Insomnia can be caused through excessive worry and you may have had difficulty ‘switching off’ and relaxing enough to begin your journey into sleep.  To go to sleep you need, of course, to relax. Worry, rumination or too much excitement produces adrenaline which keeps you awake.  In a hypnotherapy session your mind can learn the technique of being able to ‘switch off worry’.  You’ll find that sleep and relaxation can be a by-product of the relaxation gained from hypnosis.  Forget trying to sleep. In hypnosis your mind and body is trained to relax deeply. Natural deep and refreshing sleep will begin to develop as a happy side effect.

Here are some tips to actively encourage deep sleep.

  • Avoid alcohol before you retire.
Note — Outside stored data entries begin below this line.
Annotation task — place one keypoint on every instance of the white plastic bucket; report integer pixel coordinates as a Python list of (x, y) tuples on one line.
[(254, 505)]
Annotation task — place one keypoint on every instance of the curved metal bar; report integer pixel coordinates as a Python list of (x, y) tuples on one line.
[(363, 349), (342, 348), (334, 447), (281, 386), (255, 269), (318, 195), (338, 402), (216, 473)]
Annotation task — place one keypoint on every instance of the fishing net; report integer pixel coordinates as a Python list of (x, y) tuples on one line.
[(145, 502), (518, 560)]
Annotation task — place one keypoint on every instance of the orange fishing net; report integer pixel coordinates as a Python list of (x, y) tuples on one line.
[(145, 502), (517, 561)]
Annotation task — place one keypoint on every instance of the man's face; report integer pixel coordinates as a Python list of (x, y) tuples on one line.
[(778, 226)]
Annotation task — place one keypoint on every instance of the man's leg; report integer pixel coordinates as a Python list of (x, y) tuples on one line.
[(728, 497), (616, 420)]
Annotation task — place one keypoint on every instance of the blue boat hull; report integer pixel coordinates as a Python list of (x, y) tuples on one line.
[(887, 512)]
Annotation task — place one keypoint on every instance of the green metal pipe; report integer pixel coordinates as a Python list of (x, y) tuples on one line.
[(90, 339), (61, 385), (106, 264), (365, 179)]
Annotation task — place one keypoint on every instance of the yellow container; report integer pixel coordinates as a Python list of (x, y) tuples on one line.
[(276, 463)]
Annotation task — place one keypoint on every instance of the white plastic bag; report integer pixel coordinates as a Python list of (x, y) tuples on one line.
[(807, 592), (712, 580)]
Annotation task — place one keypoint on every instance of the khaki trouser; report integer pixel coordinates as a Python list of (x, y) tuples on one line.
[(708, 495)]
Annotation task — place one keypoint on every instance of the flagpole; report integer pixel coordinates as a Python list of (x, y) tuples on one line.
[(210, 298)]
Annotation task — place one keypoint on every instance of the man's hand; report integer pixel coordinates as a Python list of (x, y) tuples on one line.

Alcohol may help you get to sleep but it will also wake you up later in the night as your liver processes it.
  • Use your bedroom only for sleep or sex.
  • Doing work accounts or watching TV will create an association with alertness with your sleeping area.
  • Avoid any stimulants such as coffee, tea or hot chocolate after 6pm because you need to have a gradual wind down period before retiring to bed.
  • Any vigorous exercise you do needs to be done at least three hours before going to bed to give the body a chance to return to normal so you can start to relax.
  • Stop watching TV or surfing the net at least one hour before bedtime as these activities stimulate your system.
  • Take a hot bath or shower. This helps because in order to go into sleep your body needs to cool. After a bath or shower the cooling will encourage sleepiness.
  • Make your bedroom dark. Darkness encourages the brain chemical melatonin which promotes sleep.

Use lamp light in the evening as bright light encourages your brain to respond as if the sun is coming up. Also the light from TV, computer screens, tablets and mobile phones is stimulating and keeps the brain in high alert.

Chronic Worrying

THE word worrying comes from an old English expression meaning to ‘strangle’.  If you’ve ever worried (and most of us fall into chronic worrying to some extent at times), you know how appropriate that origin is – when you can’t stop worrying, it can feel hard to breathe and move forward from the issues causing the worries.

Persistent worrying can turn into an uncomfortable habit that is so hard to shake. Worrying is not harmless; it has consequences. The more we worry, the more stress hormone we produce and the more we dream at night. In turn, over-dreaming caused by unresolved worry can cause clinical depression (something else to worry about!), so using hypnotherapy to stop worrying has multiple benefits.  Chronic worrying has been called a ‘thought disorder’, but it’s more a misuse of the imagination.

And imagination is not just ‘all in your head’.  It has measurable, palpable effects, both physical and behavioural.  Hypnotherapy works positively with the imagination to alter physical phenomena (for example improve immune response, take away pain, lower blood pressure) and behavioural responses (for example, help someone stop smoking or overeating).   The common denominator is the imagination and whether a person uses it constructively or destructively.

Worrying that doesn’t lead anywhere is like a dog chasing its tail and leads to over-dreaming. Ultimately, worry should be a tool or a signal that lets us know when something might need addressing. We shouldn’t lose this tool completely, but no tool should ever be allowed to enslave its owner.